Secondo la sua narrazione, infatti, il bocconiano sarebbe entrato nell’abitazione di quest’ultima, l’avrebbe cercata e poi avrebbe trovato il suo corpo riverso sulle scale. Capite perché la mancanza di sangue sulle sue suole non è scientificamente possibile? I periti ed i consulenti nominati dalle parti processuali hanno calcolato che la probabilità che non calpestasse il sangue di Chiara durante il suo percorso fosse estremamente bassa, praticamente nulla.

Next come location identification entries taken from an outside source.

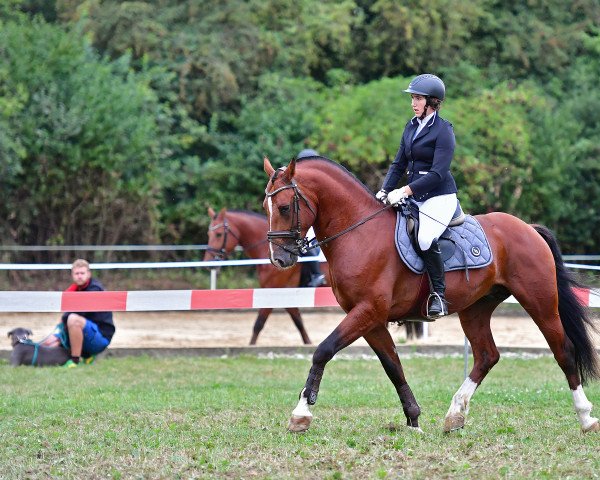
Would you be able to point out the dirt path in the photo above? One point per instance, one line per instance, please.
(233, 329)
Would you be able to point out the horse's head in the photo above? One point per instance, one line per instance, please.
(289, 213)
(222, 237)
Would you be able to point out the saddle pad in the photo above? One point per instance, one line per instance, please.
(472, 246)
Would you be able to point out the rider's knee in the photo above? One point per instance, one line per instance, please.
(75, 320)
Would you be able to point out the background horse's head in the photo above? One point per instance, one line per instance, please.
(222, 236)
(289, 214)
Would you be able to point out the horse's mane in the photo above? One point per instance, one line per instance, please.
(248, 212)
(338, 166)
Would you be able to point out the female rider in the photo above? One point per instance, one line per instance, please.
(425, 154)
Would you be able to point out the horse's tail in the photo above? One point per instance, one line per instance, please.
(575, 316)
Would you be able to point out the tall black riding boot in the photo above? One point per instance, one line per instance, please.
(436, 303)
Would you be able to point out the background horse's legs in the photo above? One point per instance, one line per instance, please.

Ma la prova che collega Alberto Stasi all’omicidio è quella genetica. Specificamente, il DNA di Chiara trovato su uno dei pedali di una bicicletta sequestrata. Nel dettaglio, una bicicletta nera da donna. La cui presenza fuori dalla villetta dei Poggi era stata segnalata da alcuni vicini di casa. Inoltre, ragionando in tema di profilo genetico, sotto le unghie di Chiara è stato rinvenuto materiale subungueale con marcatori riconducibili proprio al suo fidanzato. Per di più, sull’erogatore del sapone di uno dei bagni di casa Poggi è stato rilevato materiale genetico riconducibile alla giovane e solo un’impronta digitale. Un’impronta appartenente proprio ad Alberto. Dettagliatamente l’impronta del suo anulare destro. Come è possibile che non vi fossero le tracce dei genitori, che comunque utilizzavano quel bagno? Semplice. Perché Stasi doveva necessariamente aver ripulito la scena del crime. Ma non era stato in grado di lavare via tutto.
Dunque, la valutazione complessiva di questi elementi, diventati poi prove, è valsa la condanna dell’uomo a sedici anni di carcere. È stato lui ad uccidere la fidanzata Chiara. Oggi sconta la sua pena nel carcere di Bollate e dalla scorsa primavera ha maturato, come anticipato, la possibilità di lavorare fuori dal carcere.